Democracy and human rights

Thomas O. Melia

Thomas O. Melia

15 March 2013

Aberystwyth University’s Department of International Politics will host a public lecture by Thomas O. Melia, Deputy Assistant Secretary of State in the United States Department of State, on Tuesday 19 March.

This year’s David Davies Memorial Institute (DDMI) annual lecture is entitled ‘Is it realistic to think we can advance democracy and human rights?’ and will be held in the Main Hall of the International Politics Building on Penglais Campus at 6pm.

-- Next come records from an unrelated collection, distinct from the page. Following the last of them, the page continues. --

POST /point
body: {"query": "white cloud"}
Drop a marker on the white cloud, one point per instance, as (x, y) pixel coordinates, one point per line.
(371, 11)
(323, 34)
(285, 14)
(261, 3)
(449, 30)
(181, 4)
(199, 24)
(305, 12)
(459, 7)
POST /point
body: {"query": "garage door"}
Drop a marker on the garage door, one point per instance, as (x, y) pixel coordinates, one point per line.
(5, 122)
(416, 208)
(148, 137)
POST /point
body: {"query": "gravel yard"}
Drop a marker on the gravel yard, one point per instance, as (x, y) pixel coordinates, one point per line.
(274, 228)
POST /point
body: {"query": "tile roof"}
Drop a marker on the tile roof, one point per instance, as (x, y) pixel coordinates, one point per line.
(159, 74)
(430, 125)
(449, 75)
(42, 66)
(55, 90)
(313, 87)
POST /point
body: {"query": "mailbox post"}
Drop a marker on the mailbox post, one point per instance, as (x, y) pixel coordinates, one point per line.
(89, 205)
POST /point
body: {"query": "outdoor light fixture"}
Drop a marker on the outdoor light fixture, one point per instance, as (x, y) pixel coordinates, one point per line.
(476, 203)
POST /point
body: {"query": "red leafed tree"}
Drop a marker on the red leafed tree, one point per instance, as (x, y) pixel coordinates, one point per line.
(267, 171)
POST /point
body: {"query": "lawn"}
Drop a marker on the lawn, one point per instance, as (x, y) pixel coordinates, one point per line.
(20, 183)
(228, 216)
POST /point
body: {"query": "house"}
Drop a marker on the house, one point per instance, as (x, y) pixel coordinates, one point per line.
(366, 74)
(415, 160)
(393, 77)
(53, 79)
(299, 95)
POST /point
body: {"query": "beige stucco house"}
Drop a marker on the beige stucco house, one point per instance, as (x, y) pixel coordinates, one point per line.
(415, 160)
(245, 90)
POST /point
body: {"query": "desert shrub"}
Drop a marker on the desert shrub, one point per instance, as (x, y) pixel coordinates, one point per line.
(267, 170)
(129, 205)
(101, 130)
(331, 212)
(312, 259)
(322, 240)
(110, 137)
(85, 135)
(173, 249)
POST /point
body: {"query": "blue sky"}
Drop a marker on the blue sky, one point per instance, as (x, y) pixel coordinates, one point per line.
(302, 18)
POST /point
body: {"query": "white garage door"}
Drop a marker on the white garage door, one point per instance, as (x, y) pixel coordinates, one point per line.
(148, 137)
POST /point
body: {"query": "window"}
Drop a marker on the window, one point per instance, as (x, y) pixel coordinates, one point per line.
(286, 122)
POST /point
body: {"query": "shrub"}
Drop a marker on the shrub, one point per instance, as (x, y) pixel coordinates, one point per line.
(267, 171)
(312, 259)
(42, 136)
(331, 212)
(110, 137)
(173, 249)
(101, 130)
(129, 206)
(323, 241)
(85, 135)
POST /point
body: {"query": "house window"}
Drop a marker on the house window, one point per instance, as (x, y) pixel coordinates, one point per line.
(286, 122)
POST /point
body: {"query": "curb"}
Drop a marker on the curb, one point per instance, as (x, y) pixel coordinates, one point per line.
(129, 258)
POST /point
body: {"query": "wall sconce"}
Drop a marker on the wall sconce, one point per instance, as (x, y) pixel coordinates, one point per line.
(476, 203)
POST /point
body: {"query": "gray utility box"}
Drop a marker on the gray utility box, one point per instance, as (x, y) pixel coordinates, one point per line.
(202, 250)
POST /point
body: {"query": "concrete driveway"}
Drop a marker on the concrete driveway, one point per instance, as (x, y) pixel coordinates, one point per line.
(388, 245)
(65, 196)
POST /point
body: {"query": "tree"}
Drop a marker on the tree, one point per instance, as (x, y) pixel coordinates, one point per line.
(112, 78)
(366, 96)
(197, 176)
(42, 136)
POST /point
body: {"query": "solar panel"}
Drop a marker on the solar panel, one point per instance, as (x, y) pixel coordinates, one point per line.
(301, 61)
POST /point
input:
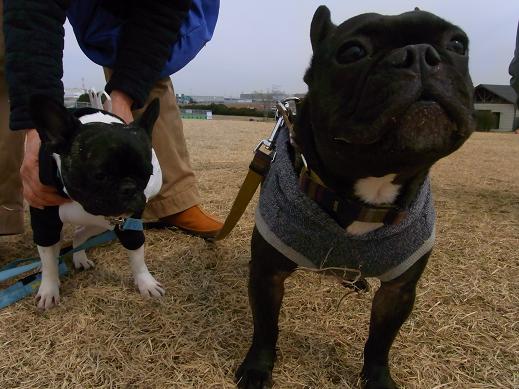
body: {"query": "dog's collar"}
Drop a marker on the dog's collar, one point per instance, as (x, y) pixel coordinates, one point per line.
(125, 223)
(342, 209)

Dr Grant Dawson, Deputy Director of the DDMI, explains, “We look forward to welcoming Thomas Melia. His lecture promises to be a major statement about US foreign policy by a senior diplomat in the Obama Administration.  I’m sure he will raise a few questions.”

Thomas O. Melia is Deputy Assistant Secretary of State in the Bureau of Democracy, Human Rights and Labor (DRL).  He is responsible for the DRL’s work in Europe, including Russia, and in the Middle East and North Africa.

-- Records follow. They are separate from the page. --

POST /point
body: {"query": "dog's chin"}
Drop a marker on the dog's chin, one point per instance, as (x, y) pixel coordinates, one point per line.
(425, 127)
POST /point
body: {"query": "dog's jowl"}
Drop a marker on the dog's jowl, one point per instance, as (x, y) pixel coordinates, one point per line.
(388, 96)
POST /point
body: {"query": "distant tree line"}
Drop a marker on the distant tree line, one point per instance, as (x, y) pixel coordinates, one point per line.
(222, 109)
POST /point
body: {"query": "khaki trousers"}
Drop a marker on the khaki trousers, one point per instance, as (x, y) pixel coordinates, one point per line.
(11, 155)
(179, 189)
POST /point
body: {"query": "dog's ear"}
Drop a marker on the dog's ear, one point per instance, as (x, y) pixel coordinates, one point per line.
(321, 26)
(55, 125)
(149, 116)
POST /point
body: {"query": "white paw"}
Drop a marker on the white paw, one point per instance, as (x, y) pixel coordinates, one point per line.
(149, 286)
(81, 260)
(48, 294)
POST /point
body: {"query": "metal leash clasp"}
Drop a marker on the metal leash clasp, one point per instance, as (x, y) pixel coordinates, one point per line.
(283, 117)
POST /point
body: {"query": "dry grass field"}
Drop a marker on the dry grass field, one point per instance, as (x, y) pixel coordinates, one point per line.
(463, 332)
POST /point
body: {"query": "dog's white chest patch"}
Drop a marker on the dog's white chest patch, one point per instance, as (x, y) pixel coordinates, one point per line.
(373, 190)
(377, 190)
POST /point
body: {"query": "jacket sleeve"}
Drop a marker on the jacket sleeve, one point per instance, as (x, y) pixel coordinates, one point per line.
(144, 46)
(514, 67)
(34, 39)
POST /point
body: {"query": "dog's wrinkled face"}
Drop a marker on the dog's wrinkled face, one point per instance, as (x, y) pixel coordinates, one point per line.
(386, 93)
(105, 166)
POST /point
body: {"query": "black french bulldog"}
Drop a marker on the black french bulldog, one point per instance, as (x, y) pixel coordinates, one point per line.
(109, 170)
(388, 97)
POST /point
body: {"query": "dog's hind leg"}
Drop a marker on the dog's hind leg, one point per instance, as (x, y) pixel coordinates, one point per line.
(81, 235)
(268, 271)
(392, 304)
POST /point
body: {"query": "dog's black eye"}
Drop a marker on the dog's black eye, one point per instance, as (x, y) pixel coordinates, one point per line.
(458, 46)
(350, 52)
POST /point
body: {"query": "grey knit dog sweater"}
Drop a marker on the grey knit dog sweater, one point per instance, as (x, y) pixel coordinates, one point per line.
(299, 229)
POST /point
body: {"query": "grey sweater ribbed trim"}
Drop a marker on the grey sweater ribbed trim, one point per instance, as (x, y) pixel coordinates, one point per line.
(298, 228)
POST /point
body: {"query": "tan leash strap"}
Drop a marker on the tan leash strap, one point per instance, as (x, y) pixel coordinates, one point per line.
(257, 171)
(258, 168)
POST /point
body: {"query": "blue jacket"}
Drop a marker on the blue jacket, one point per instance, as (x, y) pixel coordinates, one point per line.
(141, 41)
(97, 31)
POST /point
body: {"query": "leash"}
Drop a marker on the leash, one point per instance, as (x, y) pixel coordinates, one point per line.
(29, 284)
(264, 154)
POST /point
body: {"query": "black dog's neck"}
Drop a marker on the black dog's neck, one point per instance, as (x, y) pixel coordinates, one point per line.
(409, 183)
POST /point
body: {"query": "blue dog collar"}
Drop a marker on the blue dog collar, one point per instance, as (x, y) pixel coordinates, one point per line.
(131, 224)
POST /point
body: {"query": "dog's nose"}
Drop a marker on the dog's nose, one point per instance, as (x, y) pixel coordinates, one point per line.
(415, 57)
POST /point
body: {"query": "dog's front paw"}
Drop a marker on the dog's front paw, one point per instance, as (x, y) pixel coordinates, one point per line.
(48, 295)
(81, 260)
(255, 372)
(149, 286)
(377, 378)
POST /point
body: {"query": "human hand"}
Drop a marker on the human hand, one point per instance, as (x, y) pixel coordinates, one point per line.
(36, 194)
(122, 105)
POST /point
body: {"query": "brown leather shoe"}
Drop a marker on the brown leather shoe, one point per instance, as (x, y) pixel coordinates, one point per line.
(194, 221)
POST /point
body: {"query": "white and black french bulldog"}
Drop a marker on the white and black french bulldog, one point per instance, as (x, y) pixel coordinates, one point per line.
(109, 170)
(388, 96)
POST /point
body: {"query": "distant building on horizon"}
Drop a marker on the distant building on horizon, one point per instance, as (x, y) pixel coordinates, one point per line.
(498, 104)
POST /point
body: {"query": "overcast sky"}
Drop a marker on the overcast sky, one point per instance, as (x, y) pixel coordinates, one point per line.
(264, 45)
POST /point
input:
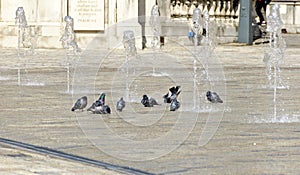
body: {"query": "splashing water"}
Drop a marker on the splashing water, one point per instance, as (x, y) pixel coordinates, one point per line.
(22, 24)
(275, 53)
(196, 30)
(130, 50)
(155, 25)
(68, 40)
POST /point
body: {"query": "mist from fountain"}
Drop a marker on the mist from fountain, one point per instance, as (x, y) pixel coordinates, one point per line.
(130, 50)
(275, 53)
(197, 29)
(69, 43)
(21, 21)
(156, 29)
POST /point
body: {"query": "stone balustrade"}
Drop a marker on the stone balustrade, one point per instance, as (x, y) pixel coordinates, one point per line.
(219, 9)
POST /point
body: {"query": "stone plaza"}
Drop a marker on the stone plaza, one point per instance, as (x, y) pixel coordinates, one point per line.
(252, 132)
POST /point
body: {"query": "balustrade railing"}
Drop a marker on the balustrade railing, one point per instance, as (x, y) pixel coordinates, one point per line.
(223, 10)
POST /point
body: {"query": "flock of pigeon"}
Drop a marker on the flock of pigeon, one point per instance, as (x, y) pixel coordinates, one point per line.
(99, 106)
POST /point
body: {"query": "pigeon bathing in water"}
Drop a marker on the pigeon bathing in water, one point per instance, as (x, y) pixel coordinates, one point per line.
(120, 104)
(173, 93)
(101, 100)
(174, 105)
(81, 103)
(213, 97)
(99, 107)
(104, 109)
(148, 102)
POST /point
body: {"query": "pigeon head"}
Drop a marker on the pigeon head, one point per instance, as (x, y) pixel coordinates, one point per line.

He has headed the U.S. Delegation to meetings of the Organisation for Security and Cooperation in Europe (OSCE), and co-chaired meetings of US/Georgia and US/Ukraine working groups.

Thomas Melia joined the State Department in 2010 from Freedom House where he was Deputy Executive Director.  Previously, he held senior posts at the National Democratic Institute and the Free Trade Union Institute at the AFL-CIO. Prior to that, he worked on Capitol Hill, working for Senator Daniel Patrick Moynihan. 

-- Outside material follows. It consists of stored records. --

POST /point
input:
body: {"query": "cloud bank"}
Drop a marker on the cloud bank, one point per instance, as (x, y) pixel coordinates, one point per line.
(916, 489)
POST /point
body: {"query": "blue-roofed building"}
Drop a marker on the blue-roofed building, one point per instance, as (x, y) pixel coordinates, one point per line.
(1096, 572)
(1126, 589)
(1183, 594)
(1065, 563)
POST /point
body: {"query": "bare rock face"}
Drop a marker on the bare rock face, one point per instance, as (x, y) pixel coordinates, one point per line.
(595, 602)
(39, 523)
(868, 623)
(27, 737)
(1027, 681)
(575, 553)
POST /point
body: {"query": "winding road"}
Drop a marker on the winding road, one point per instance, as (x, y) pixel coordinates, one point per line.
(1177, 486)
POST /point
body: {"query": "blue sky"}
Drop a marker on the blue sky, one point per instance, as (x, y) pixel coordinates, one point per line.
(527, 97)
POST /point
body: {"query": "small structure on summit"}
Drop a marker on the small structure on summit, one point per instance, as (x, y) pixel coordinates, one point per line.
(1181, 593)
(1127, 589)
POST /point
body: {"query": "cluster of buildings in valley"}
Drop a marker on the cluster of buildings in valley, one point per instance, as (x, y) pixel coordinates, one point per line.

 Mr. Melia has taught democracy and human rights courses at Georgetown University and the Johns Hopkins University’s School of Advanced International Studies.  He has published a number of widely read articles on democracy and human rights issues and is co-editor of Today’s America: How Free? (2008).

Department of International Politics

The Department of International Politics is the oldest of its kind in the world. It was founded in 1919 in the immediate aftermath of World War I in an attempt to help humanity better understand the reasons for war, conflict and suffering. The Department continues to be centrally concerned with the major questions in global politics: power, conflict, ethics, security and political participation. Widely recognized as the home of the discipline, the Department has evolved into the best centre for the study of international politics in the United Kingdom and its staff are committed to excellence in teaching and research to offer an outstanding and dynamic learning environment.